Himpunan ini hanya diakui oleh beberapa negara sebagai subjek hukum
internasional.
c)
Palang Merah
Internasional
Palang Merah Internasional yang
berkedudukan di Jenewa mempunyai tempat tersendiri (unik) dalam sejarah hukum
internasional. Organisasi ini dapat dikatakan suatu subjek hukum yang
(terbatas) lahir karena sejarah, walaupun kemudian kedudukannya (status)
diperkuat dalam perjanjian dan konvensi Palang Merah (sekarang konvensi Jenewa
tahun 1949 tentang Perlindungan Korban Perang). Sekarang, Palang Merah
Internasional secara umum diakui sebagai organisasi internasional yang memiliki
kedudukan sebagai subjek hukum internasional walaupun dengan ruang lingkup yang
sangat terbatas.
d)
Organisasi
Internasional
Organisasi internasional seperti
Perserikata Bangsa-Bangsa (PBB) dan Organisasi Buruh Indonesia (ILO) mempunyai
hak dan kewajiban yang ditetapkan dalam konvensi-konvensi internasional yang
merupakan semacam anggaran dasarnya. Berdasarkan kenyataan ini, bahwa PBB dan
organisasi internasional semacamnya merupakan subjek hukum internasional,
setidak-tidaknya menurut hukum internasional khusus yang bersumberkan konvensi
internasional. Hal yang masih menjadi persoalan yuridis pada waktu itu adalah
menegaskan bahwa PBB dan organisasi sejenis itu merupakan subjek hukum menurut
hukum internasional (umum). Dalam hubungan ini, penting sekali Advisony
Opinion yang diberikan oleh Mahkamah Internasional tentang kasus Reparation
of Injuries.
e)
Orang Perseorangan
(Individu)
Dalam perjanjian Perdamain
Versailes tahun 1919 yang mengakhiri Perang Dunia I antara Jerman, Inggris, dan
perancis, dengan setiap sekutunya, terdapat pasal-pasal yang memungkinkan
individu mengajukan perkara ke hadapan Mahkamar Arbitrage Internasional. Dengan
demikian, sudah ditinggalkan dalil lama bahwa negara yang bisa menjadi pihak di
hadapan suatu peradilan internasional. Ketentuan yang serupa terdapat dalam
perjanjian antara Jerman dan Polandia tahun 1922 mengenai Silesia Atas (Upper
Silesia). Lebih penting atinya bagi perkembangan pengertian individu
sebagai subjek hukum internasional dari beberapa ketentuan diatas yang
bertujuan melindungi hak minoritas adalah keputusan Mahkamah Internasional
Permanen (Permanent Court of International Justice) dalam perkara yang
menyangkut pegawai kereta api Danzig (Danzig Railway Offical’s Case).
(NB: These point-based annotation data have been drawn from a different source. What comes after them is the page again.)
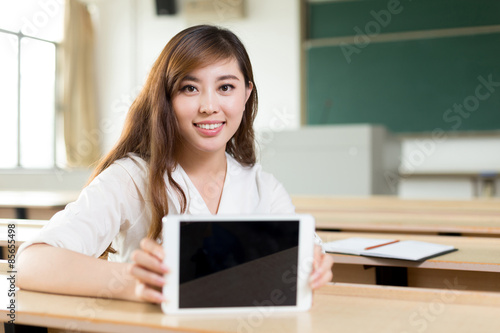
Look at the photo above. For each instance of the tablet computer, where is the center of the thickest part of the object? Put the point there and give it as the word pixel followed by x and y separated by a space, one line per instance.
pixel 238 263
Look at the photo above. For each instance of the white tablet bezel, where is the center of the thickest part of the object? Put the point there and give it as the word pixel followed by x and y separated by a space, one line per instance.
pixel 171 244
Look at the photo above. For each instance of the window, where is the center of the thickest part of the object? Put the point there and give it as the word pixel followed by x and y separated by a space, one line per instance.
pixel 30 32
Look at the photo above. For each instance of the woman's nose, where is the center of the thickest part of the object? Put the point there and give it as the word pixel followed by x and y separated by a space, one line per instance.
pixel 209 103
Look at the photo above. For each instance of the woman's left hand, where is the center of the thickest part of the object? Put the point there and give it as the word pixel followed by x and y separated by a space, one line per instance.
pixel 322 268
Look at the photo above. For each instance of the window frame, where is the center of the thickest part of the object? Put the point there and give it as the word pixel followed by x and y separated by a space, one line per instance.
pixel 57 105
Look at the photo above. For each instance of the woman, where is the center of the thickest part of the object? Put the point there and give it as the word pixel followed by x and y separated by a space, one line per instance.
pixel 187 147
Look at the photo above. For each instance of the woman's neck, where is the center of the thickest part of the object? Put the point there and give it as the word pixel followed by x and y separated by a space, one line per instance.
pixel 196 163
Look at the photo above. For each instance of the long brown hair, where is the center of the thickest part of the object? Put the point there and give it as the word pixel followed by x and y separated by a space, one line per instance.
pixel 151 129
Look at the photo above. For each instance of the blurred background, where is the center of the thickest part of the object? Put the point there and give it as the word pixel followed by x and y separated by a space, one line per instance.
pixel 356 97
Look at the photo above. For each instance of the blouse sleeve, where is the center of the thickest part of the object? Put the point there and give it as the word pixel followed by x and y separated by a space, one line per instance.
pixel 90 224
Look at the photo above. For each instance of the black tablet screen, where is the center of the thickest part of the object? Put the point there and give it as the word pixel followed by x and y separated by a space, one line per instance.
pixel 236 264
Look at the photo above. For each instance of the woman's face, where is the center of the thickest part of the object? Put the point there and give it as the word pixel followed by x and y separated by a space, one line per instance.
pixel 209 105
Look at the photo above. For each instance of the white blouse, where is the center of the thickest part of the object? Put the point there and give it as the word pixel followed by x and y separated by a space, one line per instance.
pixel 113 208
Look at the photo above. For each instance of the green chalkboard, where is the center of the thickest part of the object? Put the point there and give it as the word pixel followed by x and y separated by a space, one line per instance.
pixel 414 85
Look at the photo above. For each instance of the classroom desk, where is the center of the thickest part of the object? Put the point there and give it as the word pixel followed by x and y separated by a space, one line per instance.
pixel 393 203
pixel 475 266
pixel 414 223
pixel 336 308
pixel 22 201
pixel 384 214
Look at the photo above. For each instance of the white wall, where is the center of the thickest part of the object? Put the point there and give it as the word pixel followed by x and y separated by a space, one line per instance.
pixel 450 167
pixel 130 36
Dalam perkara ini diputuskan oleh Mahkamah bahwa apabila suatu perjanjina
internasional memberikan hak tertentu kepada orang perseorangan, hak itu harus
diakui dan mempunyai daya laku dalam hukum internasional, artinya diakui oleh
badan peradilan internasional.[4]
3.
Bentuk-Bentuk
Sumber Hukum Internasional
Bentuk sumber
hukum internasional dipertegas pula dalam hukum internasional bahwa sumber
tertulis yang ada di dalam konvensi yang menjadi sumber hukum internasional,
yaitu Konvensi Den Haag XII, pasal 7, tanggal 18 oktober 1907, yang mendirikan
Mahkamah Internasional Perampasan Kapal di Laut (International Prize Court)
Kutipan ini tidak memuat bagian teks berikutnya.